When looking back, it’s his courage and conviction in setting up his own business that Gallagher feels particularly proud of. The business was called Employment and Skills Innovation Services and was focused on helping businesses to make sense of the funding streams available to them to fund training in the workplace. Nine months after setting the business up, the apprenticeship levy was introduced and wiped out the entire business idea.
“I did manage to keep the business going: I pivoted it and there were days where I quite literally was just curled up in a ball thinking, ‘What am I doing?’ But I managed to find a way through it. I am quite proud of it, actually - I gave it a go, in spite of the biggest knock you can have in business, as in your entire plan going in the shredder,” he says.
A role at training provider Babington followed, and then in 2018, Gallagher became the managing director of EPAO, an arm of NCFE that looks after apprenticeship end-point assessments. Six months later, he was hired as the chief executive of NCFE.
Focusing on NCFE’s core purposes
Like many others, when asked about their proudest moments in their roles, Covid dominates Gallagher’s answer. “We’re still alive, we’re still running, and no one has killed each other,” he laughs. And the company is still running: but perhaps differently to how it was before Gallagher arrived on the scene. Right from the beginning of his leadership, he wanted to focus on the company’s core purpose.
“I really started thinking about: ‘Why does the organisation exist? Why did it start out 172 years ago? What’s its DNA?’ If you imagine a grand old stately home which has, ever since the 70s, been redecorated and redecorated, but nobody had ever stripped it back, it was wallpaper, and layers of paint. That is how NCFE felt,” he says.
The work is still ongoing: and the focus isn’t just on transforming NCFE, but the entire sector to the benefit of learners.
“It’s not an overstretch to say we are trying to reimagine and reinvent what this corner of education does,” he says. He talks about the “transactional” nature of providers’ relationship with awarding organisations - and says that relationship is a missed opportunity.

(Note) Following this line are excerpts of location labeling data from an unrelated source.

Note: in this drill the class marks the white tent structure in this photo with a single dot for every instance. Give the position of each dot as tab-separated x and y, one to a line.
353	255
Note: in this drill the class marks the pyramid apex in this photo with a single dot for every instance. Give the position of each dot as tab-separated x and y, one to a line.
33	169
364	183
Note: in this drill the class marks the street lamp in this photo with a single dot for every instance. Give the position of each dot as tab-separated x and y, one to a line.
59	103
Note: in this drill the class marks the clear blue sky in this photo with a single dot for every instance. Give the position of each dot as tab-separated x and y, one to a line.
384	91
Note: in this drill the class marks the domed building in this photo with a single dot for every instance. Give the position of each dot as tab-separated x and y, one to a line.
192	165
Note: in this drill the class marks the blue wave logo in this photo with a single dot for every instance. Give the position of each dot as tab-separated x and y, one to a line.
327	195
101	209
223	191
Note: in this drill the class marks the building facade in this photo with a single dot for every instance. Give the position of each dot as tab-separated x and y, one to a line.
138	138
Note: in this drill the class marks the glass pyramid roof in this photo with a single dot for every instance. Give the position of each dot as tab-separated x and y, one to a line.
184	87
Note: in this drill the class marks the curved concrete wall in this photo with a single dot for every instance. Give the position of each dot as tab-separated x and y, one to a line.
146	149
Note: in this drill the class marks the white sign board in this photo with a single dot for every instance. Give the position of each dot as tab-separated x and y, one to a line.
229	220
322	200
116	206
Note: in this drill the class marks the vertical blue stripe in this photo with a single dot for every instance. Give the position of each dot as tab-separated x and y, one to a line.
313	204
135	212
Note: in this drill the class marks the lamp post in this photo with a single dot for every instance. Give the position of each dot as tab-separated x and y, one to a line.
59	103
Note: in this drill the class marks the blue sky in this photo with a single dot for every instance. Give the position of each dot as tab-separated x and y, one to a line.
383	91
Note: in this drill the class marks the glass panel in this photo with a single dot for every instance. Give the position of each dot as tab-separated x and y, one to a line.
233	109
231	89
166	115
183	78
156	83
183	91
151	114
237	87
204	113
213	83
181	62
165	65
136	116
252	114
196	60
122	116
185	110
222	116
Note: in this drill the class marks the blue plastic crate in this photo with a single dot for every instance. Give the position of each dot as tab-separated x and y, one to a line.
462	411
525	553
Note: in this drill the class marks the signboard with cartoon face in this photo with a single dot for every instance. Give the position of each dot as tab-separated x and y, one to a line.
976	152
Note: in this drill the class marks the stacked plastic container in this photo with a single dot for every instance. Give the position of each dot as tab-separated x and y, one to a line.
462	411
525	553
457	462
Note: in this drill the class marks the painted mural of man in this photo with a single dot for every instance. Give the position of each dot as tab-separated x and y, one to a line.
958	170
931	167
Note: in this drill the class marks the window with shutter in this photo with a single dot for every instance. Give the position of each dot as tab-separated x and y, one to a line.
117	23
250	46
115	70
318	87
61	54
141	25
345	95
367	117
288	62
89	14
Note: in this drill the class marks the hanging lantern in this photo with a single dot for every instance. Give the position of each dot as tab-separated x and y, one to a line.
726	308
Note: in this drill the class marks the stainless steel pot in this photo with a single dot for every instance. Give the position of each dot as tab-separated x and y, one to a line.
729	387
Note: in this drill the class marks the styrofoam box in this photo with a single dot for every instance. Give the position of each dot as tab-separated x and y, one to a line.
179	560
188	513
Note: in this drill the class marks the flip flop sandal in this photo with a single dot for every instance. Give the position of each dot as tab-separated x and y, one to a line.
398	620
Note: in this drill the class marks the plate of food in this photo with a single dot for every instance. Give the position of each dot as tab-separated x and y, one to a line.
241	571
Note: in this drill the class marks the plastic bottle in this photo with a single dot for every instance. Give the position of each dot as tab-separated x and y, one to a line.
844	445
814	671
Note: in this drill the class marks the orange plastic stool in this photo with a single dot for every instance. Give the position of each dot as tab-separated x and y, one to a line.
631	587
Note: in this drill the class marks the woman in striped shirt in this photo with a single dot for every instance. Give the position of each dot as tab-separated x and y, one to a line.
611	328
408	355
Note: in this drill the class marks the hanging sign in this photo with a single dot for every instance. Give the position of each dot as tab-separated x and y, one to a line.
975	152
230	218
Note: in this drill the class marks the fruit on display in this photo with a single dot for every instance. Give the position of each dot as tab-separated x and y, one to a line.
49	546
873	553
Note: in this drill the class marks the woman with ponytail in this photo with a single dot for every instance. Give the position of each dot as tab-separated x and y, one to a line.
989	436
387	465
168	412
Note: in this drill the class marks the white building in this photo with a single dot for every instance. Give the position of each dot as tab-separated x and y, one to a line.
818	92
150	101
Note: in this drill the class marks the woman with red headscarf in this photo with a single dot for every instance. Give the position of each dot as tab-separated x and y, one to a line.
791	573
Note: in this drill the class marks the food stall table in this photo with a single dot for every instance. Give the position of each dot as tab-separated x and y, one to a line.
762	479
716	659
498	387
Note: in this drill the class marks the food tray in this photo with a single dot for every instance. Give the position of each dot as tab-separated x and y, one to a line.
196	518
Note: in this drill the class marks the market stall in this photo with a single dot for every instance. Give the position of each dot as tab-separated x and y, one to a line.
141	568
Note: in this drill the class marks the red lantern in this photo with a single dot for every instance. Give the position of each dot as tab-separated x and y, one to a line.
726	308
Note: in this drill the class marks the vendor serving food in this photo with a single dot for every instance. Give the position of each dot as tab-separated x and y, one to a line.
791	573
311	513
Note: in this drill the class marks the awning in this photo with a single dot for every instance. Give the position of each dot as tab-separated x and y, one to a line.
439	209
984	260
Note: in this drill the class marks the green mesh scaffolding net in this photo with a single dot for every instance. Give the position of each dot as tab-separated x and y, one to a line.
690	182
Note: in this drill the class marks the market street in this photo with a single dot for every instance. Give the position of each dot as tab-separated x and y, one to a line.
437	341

“What typically happens is, we know there’s a labour market need, we go and understand the need, we turn it into a product. We then give it to the centre, and they go on and do it,” he says.
“But, actually, we’ve got this deep insight into what’s needed and the source code for that. So how do we then go and set our centre up for success? What’s the content that they need? What’s the CPD they might need? What’s the advice they might need? How can we introduce them to these experts which have helped to build the qualification that can then help shape their delivery?
“We’re all there for the same thing. We’re there to enable centres and educators to deliver the best possible learning experiences, to get the best possible outcomes, to get the best possible progression opportunities in life. But we, as an industry, we’ve forgotten that.”
Changing the shape of the sector is a big task: and one that Gallagher is completely dedicated to. But, of course, he has other priorities, too: he is a family man, and even coaches his son’s football team on the weekends.
And while those seven-year-old boys have their whole lives ahead of them, it’s safe to say that, at some point, many will take a qualification through NCFE. Their experiences will hopefully be positive, and if Gallagher completes his mission, perhaps one day they will, like Francis before them, approach him with open arms, thanking him for it.